4 Worst: Mark Blount
Certainly one of the most forgettable figures to ever grace the NBA, Mark Blount now spends his free time baking pretzels. Well, not really, he just partnered up with the Auntie Anne's pretzel company after leaving basketball.
The center joined the Heat from the Minnesota Timberwolves in 2007, as part of a trade which saw Antoine Walker, Michael Doleac and Wayne Simien go the other way, while teammate Ricky Davis joined up with him in Miami.

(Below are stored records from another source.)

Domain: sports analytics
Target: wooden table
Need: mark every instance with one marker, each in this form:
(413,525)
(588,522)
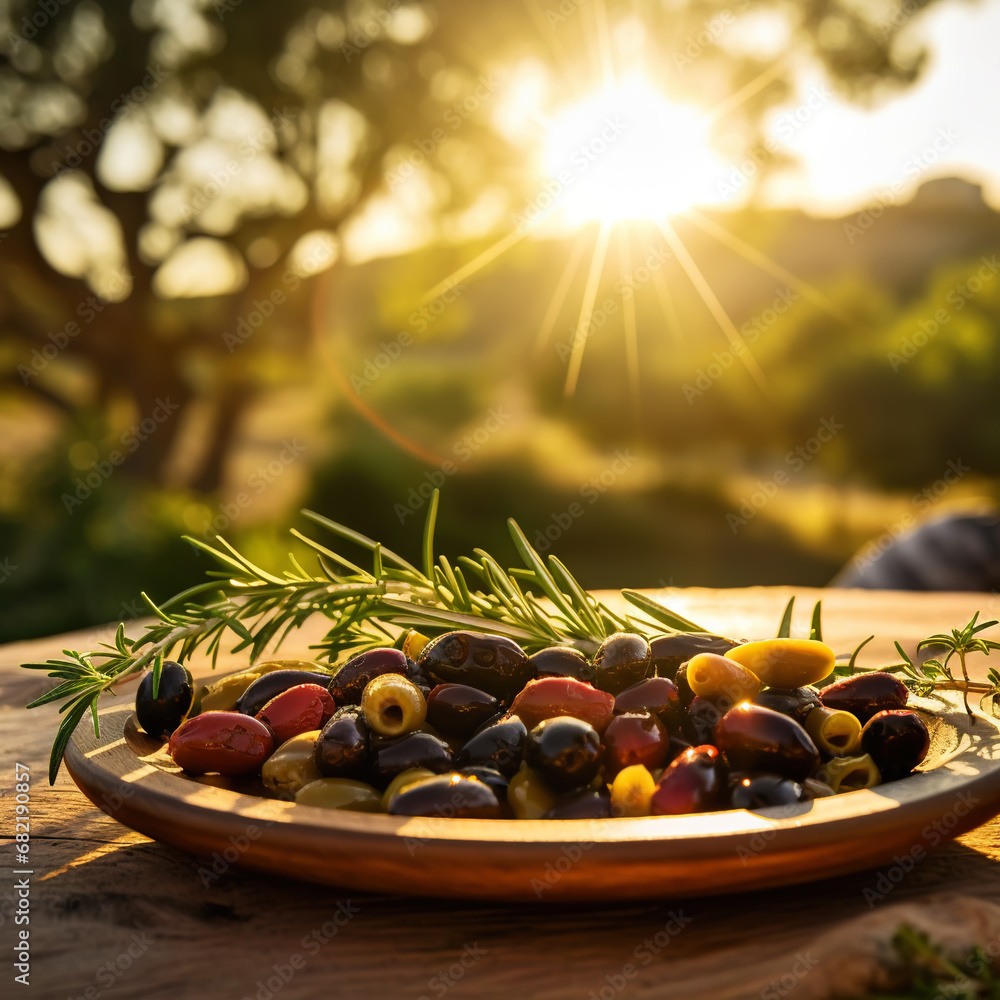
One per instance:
(114,914)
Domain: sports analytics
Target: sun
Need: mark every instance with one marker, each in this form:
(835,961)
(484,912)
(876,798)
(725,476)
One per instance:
(629,152)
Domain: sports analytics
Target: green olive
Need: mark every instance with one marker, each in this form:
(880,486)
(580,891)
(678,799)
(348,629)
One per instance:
(401,780)
(393,705)
(632,791)
(835,733)
(291,766)
(712,676)
(340,793)
(847,774)
(527,795)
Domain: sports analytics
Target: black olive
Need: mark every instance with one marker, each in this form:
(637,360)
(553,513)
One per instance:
(795,702)
(585,805)
(897,741)
(452,796)
(562,661)
(459,710)
(759,739)
(670,651)
(755,791)
(564,752)
(624,659)
(350,681)
(865,695)
(161,715)
(500,746)
(268,686)
(490,663)
(414,750)
(343,749)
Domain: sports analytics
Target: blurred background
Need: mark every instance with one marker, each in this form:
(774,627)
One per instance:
(700,293)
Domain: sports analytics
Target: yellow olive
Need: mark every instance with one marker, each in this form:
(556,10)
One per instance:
(340,793)
(711,676)
(527,796)
(847,774)
(401,780)
(393,705)
(291,766)
(632,791)
(785,663)
(835,733)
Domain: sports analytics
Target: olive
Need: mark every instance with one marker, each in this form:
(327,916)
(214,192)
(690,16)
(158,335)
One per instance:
(583,805)
(551,696)
(350,681)
(500,746)
(655,694)
(565,752)
(670,651)
(161,715)
(694,782)
(632,791)
(561,661)
(453,796)
(300,709)
(393,705)
(756,791)
(491,663)
(897,741)
(413,750)
(489,776)
(459,710)
(714,676)
(837,734)
(528,796)
(344,745)
(270,685)
(796,702)
(785,662)
(848,774)
(401,780)
(635,738)
(623,659)
(865,695)
(340,793)
(759,739)
(291,766)
(223,742)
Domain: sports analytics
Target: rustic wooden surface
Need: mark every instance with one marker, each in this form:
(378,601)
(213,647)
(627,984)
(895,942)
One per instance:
(100,890)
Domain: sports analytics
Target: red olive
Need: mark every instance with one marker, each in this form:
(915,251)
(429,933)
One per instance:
(865,695)
(694,782)
(562,661)
(459,710)
(634,738)
(350,681)
(300,709)
(224,742)
(551,696)
(897,741)
(760,739)
(670,651)
(655,694)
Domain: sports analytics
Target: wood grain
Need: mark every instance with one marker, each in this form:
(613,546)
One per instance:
(100,889)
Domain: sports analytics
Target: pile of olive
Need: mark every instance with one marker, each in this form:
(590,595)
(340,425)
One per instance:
(468,725)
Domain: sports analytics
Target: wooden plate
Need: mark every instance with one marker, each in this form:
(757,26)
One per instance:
(128,775)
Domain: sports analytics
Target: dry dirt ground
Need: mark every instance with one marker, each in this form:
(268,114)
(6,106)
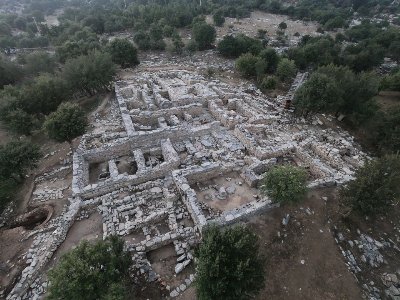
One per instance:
(16,241)
(265,21)
(303,261)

He really was less than inspiring, averaging 8.4 points per game in his first season, along with a disappointing 3.8 rebounds per game. His second season saw him average just 4 points per game and a still disappointing 2.1 rebounds per game, although - in his defence - he was playing less minutes.
The Heat traded Blount back to the Timberwolves in 2009 for Quentin Richardson and he was later waived by the team, leaving him to call it a wrap on his career.
3 Best: Tim Hardaway
Point guard Tim Hardaway only played one year in Miami after 2000, but his name has every right to be on this list, as he was one of the Heat’s best-ever performers.
Hardaway joined the side as part of a midseason trade from the Golden State Warriors in 1996. His impact was immediate and he posted 17.2 points per game, along with 10 assists, for the rest of that season. The Heat made it to the playoffs, but were swept by Michael Jordan’s Chicago Bulls, who had won a then-record 72 regular season games.
The guard’s first full campaign saw the team win a record 62 games leading up to the playoffs, with him averaging 20.3 points and 8.6 assists per game. This time around, the Heat made it to the Conference Finals, but were again stopped by the rampant Bulls.
Hardaway, a five-time All-Star, never got to win a ring at Miami, or anywhere else for that matter, but is one of the finest talents to ever grace their home floor. His son, Tim Jr., now plays as a shooting guard for the Atlanta Hawks.
Maybe he will have better luck.
2 Worst: Mike Bibby
One of the most exciting point guards of the early 2000s, the now-retired Mike Bibby certainly lit things up in Sacramento. Bibby was drafted by the Vancouver Grizzlies in 1998 as the second overall pick and spent three seasons with the team before being traded to the Kings in 2001.
In his seven seasons there, the guard gained fame for his clutch performances, most notably in the 2002 Western Conference Finals against the Los Angeles Lakers, whom they forced all the way to a game seven.
Bibby would play for the Atlanta Hawks and Washington Wizards before joining the Heat in March of 2011. He played just 22 regular season games, starting 12 of those and averaging 7.3 points per game. He played a further 20 games in the playoffs, averaging 3.7 points and going to the Finals for the first time in his career, but the Dallas Mavericks would be too much for a Heat side boasting the ‘big 3’.
The guard simply could not get it going in the Finals, as his career was all but done by then. He played a season with the New York Knicks before retiring in 2012.
1 Best: Alonzo Mourning
Seven-time All-Star Alonzo Mourning had two stints with the Heat, joining them from the Charlotte Hornets in 1995 then leaving in 2002 because of a kidney issue, only to return to the team in 2005 before leaving in 2008.
The power forward/center is one of the biggest pieces in Heat history. He helped them win an NBA Championship in 2006 and despite Dwyane Wade and Shaquille O’Neal being the go-to guys in the team, it was his defensive performance in game six of the Finals against the Dallas Mavericks that ensured that Miami emerged champions.
The big man protected the rim with determined tenacity late on, making several big blocks to keep the Mavericks at bay and see Miami win their first ever Final.